I had a few complaints that I wasn’t posting anything new and useful lately. It’s true. I could blame it on the fact that I had been on a little road trip for the past couple weeks, hitting Washington D.C., NYC and soaking in heat all up and down the east coast. The truth is that I’ve had tons of things I want to blog about, but I’ve been preoccupied with some new functionality for Massive Impressions’ web analytics software: MI360. This has practically made me “blog-off” for a month or two.
Some of the stuff I’ve been working on involves creating facebook apps. First of all, lets just say that it’s totally cool to create apps for facebook. Most people who use facebook don’t understand what a facebook app is and how it works. Here’s my ten second explanation:
Outside facebook, on any webserver, you create a webpage. Then within facebook, the developer creates an “app” by pointing to the web page. When someone views the app, it’s served inside the facebook shell – just like any other app, for example Zynga’s games Farmville and Mafia Wars.

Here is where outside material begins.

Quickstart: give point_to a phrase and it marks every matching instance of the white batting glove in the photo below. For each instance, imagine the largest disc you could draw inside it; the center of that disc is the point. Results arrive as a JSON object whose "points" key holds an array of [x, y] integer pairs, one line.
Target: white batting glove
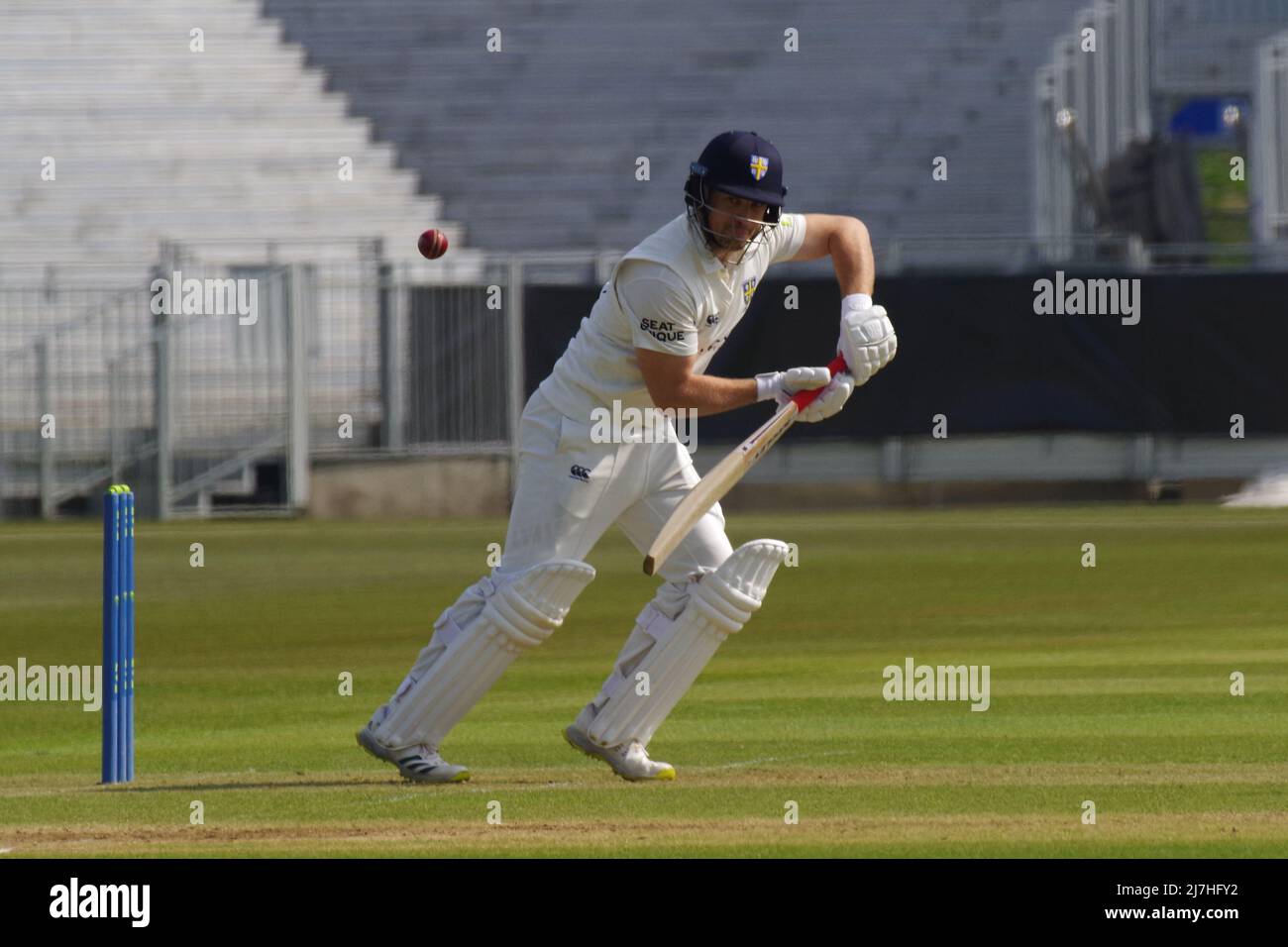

Even though it looks like those games are being served from facebook’s servers – they’re not – you’re just interacting with Zynga’s servers through your facebook account.
If you’ve designed facebook pages, you’ve probably experienced the “moving target phenomenon” – things change so often it’s difficult to expect anything to remain the same for long. And if you think it’s a moving target design-wise, you should see how difficult it is to obtain accurate coding documentation and examples. What worked yesterday isn’t necessarily working any more. This target is a super-mover.
Whining aside, there’s a treasure trove of stuff you can grab from facebook without explicit user permission. To get to the personal information that most facebook users believe is hidden through their privacy configuration, an app needs to be allowed permission. There are several levels of permission a facebook user can allow an app – but most people don’t know the difference.
I’ve allowed many apps permission to access “whatever” without looking too closely. Now that I know what these apps can do, it was probably a bad idea not to pay attention.